There are many genetic diseases affecting the blood, some of which were among the first to be recognized as being familial and even involving royal families. Linus Pauling is credited with recognizing the molecular nature of sickle cell anemia. Diagnosis can be complicated by the presence of more than one of these diseases in the patient, plus multiple genetic atypicalities, so detailed family medical history is particularly valuable. We've provided brief summaries and some pertinent references, but there's voluminous literature about each of these if you seek more details, and there are many web sites sponsored by charitable foundations anxiously waiting to provide you with every aspect of the disorder.
SICKLE CELL ANEMIA
It's appropriate to start with sickle cell anemia, as in 1949 it was the first illness to be defined as a molecular disease. It turned out to be so complex that scientists have been trying to explain it ever since. There are not only hundreds of genetic variations, but it can also be combined with other autosomal recessive disorders, such as beta-thalassemia or the with the presence of fetal hemoglobin. Like other autosomal recessive conditions, a person needs two copies of the abnormal hemoglobin present to be symptomatic. One possible combination consists of hemoglobin S plus hemoglobin C. Those who have one normal hemoglobin (Hb), such as Hb A and one of Hb S are sickle cell carriers and are said to have the "sickle cell trait."

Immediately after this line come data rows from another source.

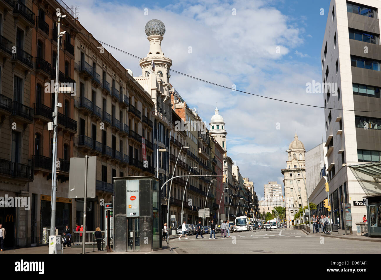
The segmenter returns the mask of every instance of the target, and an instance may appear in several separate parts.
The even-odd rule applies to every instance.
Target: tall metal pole
[[[182,225],[182,215],[184,214],[184,213],[183,213],[184,211],[183,211],[182,210],[182,209],[183,209],[182,206],[183,206],[183,205],[184,204],[184,198],[185,197],[185,191],[186,190],[186,189],[187,189],[187,184],[188,184],[188,179],[189,179],[189,175],[190,175],[190,170],[192,170],[192,169],[194,167],[194,166],[190,166],[190,169],[189,170],[189,173],[188,174],[188,177],[187,177],[187,182],[185,183],[185,187],[184,188],[184,193],[182,195],[182,201],[181,202],[181,224]]]
[[[224,188],[224,190],[222,191],[222,194],[221,195],[221,198],[219,200],[219,206],[218,206],[218,218],[217,218],[217,225],[218,224],[218,223],[219,222],[219,208],[221,207],[221,201],[222,200],[222,197],[224,195],[224,194],[225,193],[225,190],[226,189],[229,189],[228,188]]]
[[[82,238],[82,253],[85,254],[85,246],[86,244],[86,210],[87,207],[86,205],[86,197],[87,196],[87,163],[88,157],[86,155],[85,159],[85,194],[83,195],[83,236]],[[110,219],[109,216],[108,217]],[[107,239],[109,235],[107,235]]]
[[[180,151],[179,152],[179,155],[177,156],[177,159],[176,160],[176,163],[174,164],[174,167],[173,168],[173,172],[172,173],[172,178],[173,178],[173,175],[174,175],[174,171],[176,170],[176,165],[177,165],[177,162],[179,160],[179,157],[180,157],[180,154],[181,153],[181,149],[182,149],[184,147],[182,147],[180,148]],[[158,165],[157,166],[157,168],[158,168]],[[168,193],[168,205],[167,206],[167,224],[169,224],[169,202],[170,200],[171,197],[171,190],[172,189],[172,180],[171,180],[171,184],[169,187],[169,192]]]
[[[233,198],[234,197],[234,195],[236,195],[236,194],[233,194],[233,196],[232,197],[232,200],[231,200],[230,201],[230,204],[229,205],[229,211],[227,213],[227,218],[228,218],[228,219],[229,218],[229,217],[230,216],[230,206],[232,205],[232,202],[233,201]],[[229,194],[227,195],[227,197],[229,197]],[[237,214],[236,214],[235,216],[237,216]]]
[[[61,14],[58,14],[57,35],[57,58],[56,61],[56,81],[54,84],[54,117],[53,125],[53,158],[52,160],[51,171],[51,211],[50,218],[50,235],[56,235],[56,192],[57,190],[57,122],[58,115],[58,68],[59,66],[59,38],[60,27],[61,24]],[[54,234],[51,233],[54,232]]]
[[[208,192],[207,193],[207,198],[205,199],[205,205],[204,206],[204,214],[202,217],[202,225],[205,226],[205,208],[207,207],[207,202],[208,201],[208,194],[209,193],[209,190],[210,189],[210,186],[212,185],[212,182],[213,180],[210,180],[210,184],[209,184],[209,187],[208,189]]]

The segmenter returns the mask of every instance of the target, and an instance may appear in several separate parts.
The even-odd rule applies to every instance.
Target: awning
[[[367,195],[381,194],[381,162],[349,167]]]

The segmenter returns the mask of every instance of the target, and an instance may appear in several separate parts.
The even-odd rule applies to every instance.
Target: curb
[[[339,238],[340,239],[349,239],[349,240],[355,240],[358,241],[369,241],[370,242],[381,242],[381,238],[376,239],[371,237],[369,237],[369,239],[365,239],[362,238],[358,238],[357,237],[344,237],[343,236],[336,236],[335,235],[321,235],[320,236],[325,236],[327,237],[331,237],[332,238]],[[370,239],[371,238],[371,239]]]

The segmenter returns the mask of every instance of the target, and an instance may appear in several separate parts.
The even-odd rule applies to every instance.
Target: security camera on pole
[[[56,61],[56,82],[54,85],[54,112],[53,112],[53,117],[54,120],[53,123],[50,123],[48,124],[48,127],[49,130],[53,130],[53,158],[52,166],[52,178],[51,178],[51,216],[50,220],[50,235],[54,235],[55,237],[56,228],[56,192],[57,191],[57,117],[58,115],[58,107],[62,107],[61,103],[58,101],[58,69],[59,66],[59,40],[66,33],[66,31],[60,32],[61,19],[66,17],[66,15],[62,15],[61,13],[58,12],[57,16],[58,18],[57,24],[57,59]],[[54,232],[54,235],[52,235],[51,232]],[[50,253],[52,254],[56,253],[56,251]]]

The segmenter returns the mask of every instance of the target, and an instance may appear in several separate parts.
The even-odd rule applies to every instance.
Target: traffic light
[[[325,199],[324,200],[324,207],[326,208],[328,208],[329,205],[328,205],[328,199]]]

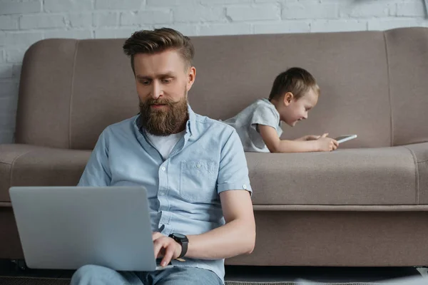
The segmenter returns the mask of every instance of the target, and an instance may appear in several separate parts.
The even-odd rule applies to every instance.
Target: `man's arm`
[[[250,193],[246,190],[220,193],[226,224],[201,234],[188,235],[184,256],[198,259],[221,259],[250,254],[255,243],[255,222]],[[155,257],[163,256],[162,266],[181,253],[181,246],[160,232],[153,234]]]
[[[225,224],[198,235],[189,235],[184,256],[220,259],[253,252],[255,222],[251,202],[248,168],[243,145],[233,130],[223,146],[217,185]],[[181,246],[159,232],[153,233],[155,256],[164,255],[162,265],[181,253]]]
[[[306,141],[281,140],[275,129],[269,125],[259,125],[259,132],[270,152],[332,151],[339,145],[330,138]]]
[[[246,190],[220,193],[226,224],[210,232],[188,236],[186,256],[220,259],[250,254],[255,243],[255,222],[250,193]]]

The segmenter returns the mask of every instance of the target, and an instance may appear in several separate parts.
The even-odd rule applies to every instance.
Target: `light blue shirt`
[[[235,117],[224,121],[235,128],[246,152],[269,152],[259,125],[275,129],[278,137],[282,134],[280,113],[268,99],[259,99],[240,111]]]
[[[230,126],[195,114],[188,107],[185,133],[164,160],[140,131],[135,116],[100,135],[78,186],[147,189],[152,231],[199,234],[225,224],[219,193],[252,192],[243,148]],[[185,258],[173,265],[214,271],[224,281],[224,259]]]

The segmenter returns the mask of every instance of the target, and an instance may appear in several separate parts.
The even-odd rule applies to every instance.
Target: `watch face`
[[[174,237],[180,239],[185,239],[186,237],[184,234],[174,234]]]

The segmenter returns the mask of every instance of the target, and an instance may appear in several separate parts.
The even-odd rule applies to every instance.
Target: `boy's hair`
[[[134,56],[137,53],[157,53],[168,49],[178,51],[185,63],[192,66],[195,48],[190,39],[173,28],[162,28],[136,31],[125,41],[123,52],[131,56],[131,66],[135,73]]]
[[[315,78],[309,72],[299,67],[291,68],[279,74],[272,86],[269,100],[277,99],[287,92],[291,92],[295,100],[302,97],[312,88],[320,95],[320,87]]]

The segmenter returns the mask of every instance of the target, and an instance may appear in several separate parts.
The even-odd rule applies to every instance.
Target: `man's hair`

If you suspect one of your forebears had sickle cell anemia, look for symptoms resulting from chronic anemia (weakness and easy fatigue), chest pains or suffering a stroke at an early age. Lack of oxygen, as in high altitudes, can cause acute severe pain, or a "crisis." Childhood death usually results from bacterial infections or stroke. Sickle cell disease affects over 50,000 Americans and many of those afflicted are of African or Mediterranean origin. Birth prevalences in African-Americans of the more usual types of sickle cell anemia are listed in Table 1 and survival statistics in Table 2.
Birth Prevalences of Sickle Cell Variants, African-Americans
Sickle cell anemia (Hb SS) 1/375 Hemoglobin SC 1/835 Hb S/beta thalassemia 1/1667 Sickle cell trait (Hb AS) 1/12
Median Survivals based on Genotype and Sex
Males with Hb SS 42 years Females with Hb SS 48 years Males with Hb SC 60 years Females with Hb SC 68 years
Thalassemia includes several inherited blood diseases and every year 100,000 babies are born who have severe types of these anemias. Greek, Italian, Middle Eastern, African and Southern Asian ancestry are common. A severe type of alpha thalassemia affects those of Southeast Asian, Chinese and Filipino ancestry, causing fetal or newborn death. Elsewhere, those with alpha thalassemia just suffer from anemias of varying severity.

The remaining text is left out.